I’m having a very strange problem where my execution jumps from semi-predictable locations to another location while debugging a Visual Studio .NET unit test. The method in which this strange behavior occurs is “Parse(…)”, below. I’ve indicated in this method the one location where execution will jump to (“// EXCEPTION”). I’ve also indicated several of the places where, in my testing, execution was when it strangely jumped (“// JUMP”). The jump will frequently occur from the same place several times consecutively, and then begin jumping from a new location consecutively. These places from which execution jumps are either the beginning of switch statements or the ends of code blocks, suggesting to me that there is something funky going on with the instruction pointer, but I’m not .NET savvy enough to know what that something might be. If it makes any difference, the execution does not jump to immediately before the “throw” statement, but instead to a point in execution where the exception has just been thrown. Very strange.

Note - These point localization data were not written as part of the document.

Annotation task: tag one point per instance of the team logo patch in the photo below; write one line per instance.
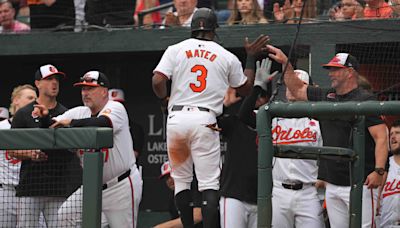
(106, 111)
(335, 60)
(52, 69)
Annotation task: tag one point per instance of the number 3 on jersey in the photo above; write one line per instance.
(201, 78)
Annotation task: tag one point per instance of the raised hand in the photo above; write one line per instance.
(263, 73)
(40, 111)
(256, 47)
(277, 54)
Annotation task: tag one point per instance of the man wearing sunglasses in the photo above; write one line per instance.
(122, 183)
(343, 73)
(47, 177)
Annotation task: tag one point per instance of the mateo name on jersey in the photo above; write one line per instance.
(201, 54)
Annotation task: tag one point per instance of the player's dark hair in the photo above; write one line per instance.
(396, 123)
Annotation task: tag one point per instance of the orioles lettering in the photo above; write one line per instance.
(293, 136)
(392, 187)
(196, 53)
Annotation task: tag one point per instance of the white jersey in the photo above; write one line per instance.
(298, 131)
(201, 72)
(120, 158)
(9, 167)
(391, 196)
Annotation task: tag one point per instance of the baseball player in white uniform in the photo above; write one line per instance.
(390, 198)
(122, 183)
(201, 71)
(294, 197)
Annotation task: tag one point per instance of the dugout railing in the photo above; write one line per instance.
(320, 110)
(70, 138)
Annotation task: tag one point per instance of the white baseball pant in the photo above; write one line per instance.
(120, 204)
(338, 205)
(296, 208)
(191, 142)
(237, 214)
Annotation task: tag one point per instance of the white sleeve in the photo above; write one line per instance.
(236, 76)
(79, 112)
(116, 113)
(167, 63)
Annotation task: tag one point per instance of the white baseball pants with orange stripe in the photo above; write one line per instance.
(191, 142)
(338, 205)
(120, 204)
(237, 214)
(296, 208)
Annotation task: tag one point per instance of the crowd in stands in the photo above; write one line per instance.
(77, 15)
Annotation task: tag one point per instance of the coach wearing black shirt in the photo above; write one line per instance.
(344, 82)
(47, 177)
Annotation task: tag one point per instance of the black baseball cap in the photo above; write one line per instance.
(94, 79)
(343, 60)
(46, 71)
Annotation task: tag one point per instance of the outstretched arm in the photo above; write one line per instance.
(253, 50)
(379, 134)
(292, 82)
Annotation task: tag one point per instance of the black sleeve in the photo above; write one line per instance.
(316, 93)
(18, 120)
(225, 122)
(137, 133)
(246, 113)
(101, 121)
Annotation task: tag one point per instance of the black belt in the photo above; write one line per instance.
(293, 186)
(180, 107)
(120, 178)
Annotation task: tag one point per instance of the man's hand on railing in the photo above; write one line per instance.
(34, 155)
(171, 19)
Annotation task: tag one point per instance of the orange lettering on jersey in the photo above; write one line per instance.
(391, 188)
(196, 53)
(189, 54)
(200, 54)
(290, 136)
(213, 57)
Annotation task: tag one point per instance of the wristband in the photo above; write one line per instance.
(250, 62)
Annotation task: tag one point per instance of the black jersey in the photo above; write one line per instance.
(60, 175)
(239, 171)
(338, 133)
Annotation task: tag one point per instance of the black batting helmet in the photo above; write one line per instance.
(204, 19)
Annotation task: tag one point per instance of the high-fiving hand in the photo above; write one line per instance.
(263, 73)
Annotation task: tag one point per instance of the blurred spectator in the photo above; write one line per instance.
(23, 12)
(7, 22)
(51, 13)
(4, 114)
(346, 10)
(246, 12)
(183, 14)
(377, 9)
(288, 13)
(206, 3)
(149, 19)
(175, 221)
(80, 21)
(107, 12)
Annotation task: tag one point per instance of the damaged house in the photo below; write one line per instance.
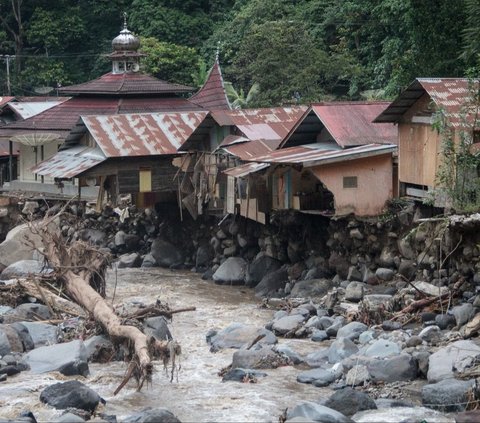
(335, 161)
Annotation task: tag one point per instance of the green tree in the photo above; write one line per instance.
(169, 61)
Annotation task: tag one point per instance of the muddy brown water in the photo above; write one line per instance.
(198, 394)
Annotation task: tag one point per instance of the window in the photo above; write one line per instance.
(350, 182)
(145, 180)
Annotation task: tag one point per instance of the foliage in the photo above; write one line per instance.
(457, 176)
(169, 61)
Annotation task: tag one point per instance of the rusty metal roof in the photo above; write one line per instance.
(453, 95)
(142, 134)
(309, 155)
(212, 95)
(125, 84)
(350, 123)
(245, 169)
(70, 163)
(261, 124)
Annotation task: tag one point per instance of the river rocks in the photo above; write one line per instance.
(317, 413)
(166, 254)
(24, 268)
(152, 415)
(311, 288)
(238, 335)
(259, 268)
(448, 394)
(71, 394)
(393, 369)
(456, 356)
(231, 271)
(68, 358)
(348, 401)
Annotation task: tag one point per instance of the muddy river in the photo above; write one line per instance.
(199, 394)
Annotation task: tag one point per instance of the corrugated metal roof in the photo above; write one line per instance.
(310, 156)
(70, 163)
(124, 84)
(212, 95)
(28, 109)
(350, 123)
(261, 124)
(243, 170)
(142, 134)
(453, 95)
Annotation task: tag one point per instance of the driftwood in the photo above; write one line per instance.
(81, 269)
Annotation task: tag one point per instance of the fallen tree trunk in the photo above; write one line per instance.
(81, 269)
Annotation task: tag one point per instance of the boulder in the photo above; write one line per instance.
(401, 367)
(448, 394)
(165, 253)
(129, 260)
(311, 288)
(238, 335)
(259, 268)
(24, 268)
(316, 412)
(288, 324)
(71, 394)
(456, 356)
(65, 358)
(152, 415)
(231, 271)
(271, 283)
(349, 401)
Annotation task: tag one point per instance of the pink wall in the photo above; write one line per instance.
(374, 184)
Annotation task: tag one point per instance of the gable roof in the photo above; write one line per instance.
(450, 94)
(351, 123)
(212, 95)
(142, 134)
(125, 84)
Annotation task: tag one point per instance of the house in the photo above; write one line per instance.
(124, 90)
(335, 161)
(415, 111)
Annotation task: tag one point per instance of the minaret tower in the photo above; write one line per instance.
(125, 57)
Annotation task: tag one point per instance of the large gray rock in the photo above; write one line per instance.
(402, 414)
(448, 394)
(71, 394)
(317, 413)
(165, 253)
(259, 268)
(152, 415)
(456, 356)
(288, 324)
(311, 288)
(352, 330)
(231, 271)
(24, 268)
(68, 358)
(271, 283)
(402, 367)
(348, 401)
(340, 349)
(42, 333)
(238, 335)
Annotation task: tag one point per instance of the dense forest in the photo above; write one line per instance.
(272, 51)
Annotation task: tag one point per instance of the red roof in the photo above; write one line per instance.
(261, 124)
(62, 118)
(142, 134)
(350, 123)
(125, 84)
(453, 95)
(212, 95)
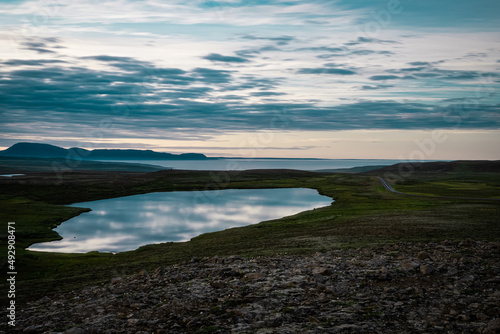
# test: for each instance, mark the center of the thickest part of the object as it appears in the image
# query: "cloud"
(323, 70)
(32, 62)
(267, 94)
(362, 40)
(282, 40)
(383, 77)
(377, 87)
(215, 57)
(41, 45)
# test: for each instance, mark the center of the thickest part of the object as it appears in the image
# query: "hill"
(38, 150)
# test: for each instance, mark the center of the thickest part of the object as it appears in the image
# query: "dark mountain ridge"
(38, 150)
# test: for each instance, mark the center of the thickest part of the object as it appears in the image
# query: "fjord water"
(243, 164)
(126, 223)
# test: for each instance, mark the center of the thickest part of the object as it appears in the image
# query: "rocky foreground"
(450, 287)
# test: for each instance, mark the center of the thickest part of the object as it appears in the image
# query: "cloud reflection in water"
(126, 223)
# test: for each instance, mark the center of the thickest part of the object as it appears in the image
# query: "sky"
(342, 79)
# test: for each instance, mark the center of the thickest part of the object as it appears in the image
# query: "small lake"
(126, 223)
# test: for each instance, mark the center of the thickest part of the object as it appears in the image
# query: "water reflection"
(126, 223)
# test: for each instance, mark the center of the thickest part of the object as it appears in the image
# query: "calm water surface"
(242, 164)
(126, 223)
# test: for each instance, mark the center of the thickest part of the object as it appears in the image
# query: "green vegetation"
(363, 214)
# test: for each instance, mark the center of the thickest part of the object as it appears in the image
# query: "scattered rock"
(391, 289)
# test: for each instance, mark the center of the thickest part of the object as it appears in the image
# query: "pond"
(126, 223)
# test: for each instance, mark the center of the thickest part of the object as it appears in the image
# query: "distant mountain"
(36, 150)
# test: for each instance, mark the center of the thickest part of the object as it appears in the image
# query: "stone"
(423, 255)
(427, 269)
(74, 330)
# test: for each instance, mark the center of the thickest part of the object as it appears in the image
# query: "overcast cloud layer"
(74, 72)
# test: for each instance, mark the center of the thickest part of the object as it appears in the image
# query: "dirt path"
(391, 189)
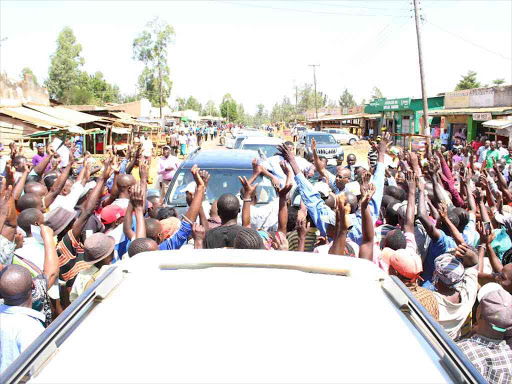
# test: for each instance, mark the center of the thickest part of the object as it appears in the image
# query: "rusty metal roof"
(66, 114)
(469, 111)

In my experience the execution jump only occurs while parsing the contents of a nested named group.
Background on what the code below purports to do: the solution I’m trying to implement is a simple regular expression parser. This is not a full-out regex parser. My needs are only to be able to locate particular named groups inside a regular expression and replace some of the named groups’ contents with other contents. So basically I’m just running through a regular expression and keeping track of named groups I find. I also keep track of unnamed groups, since I need to be aware of parenthesis matching, and comments, so that commented parentheses don’t upset paren-matching. A separate (and as-of-yet unimplemented) piece of code will reconstruct a string containing the regex after taking into account the replacements.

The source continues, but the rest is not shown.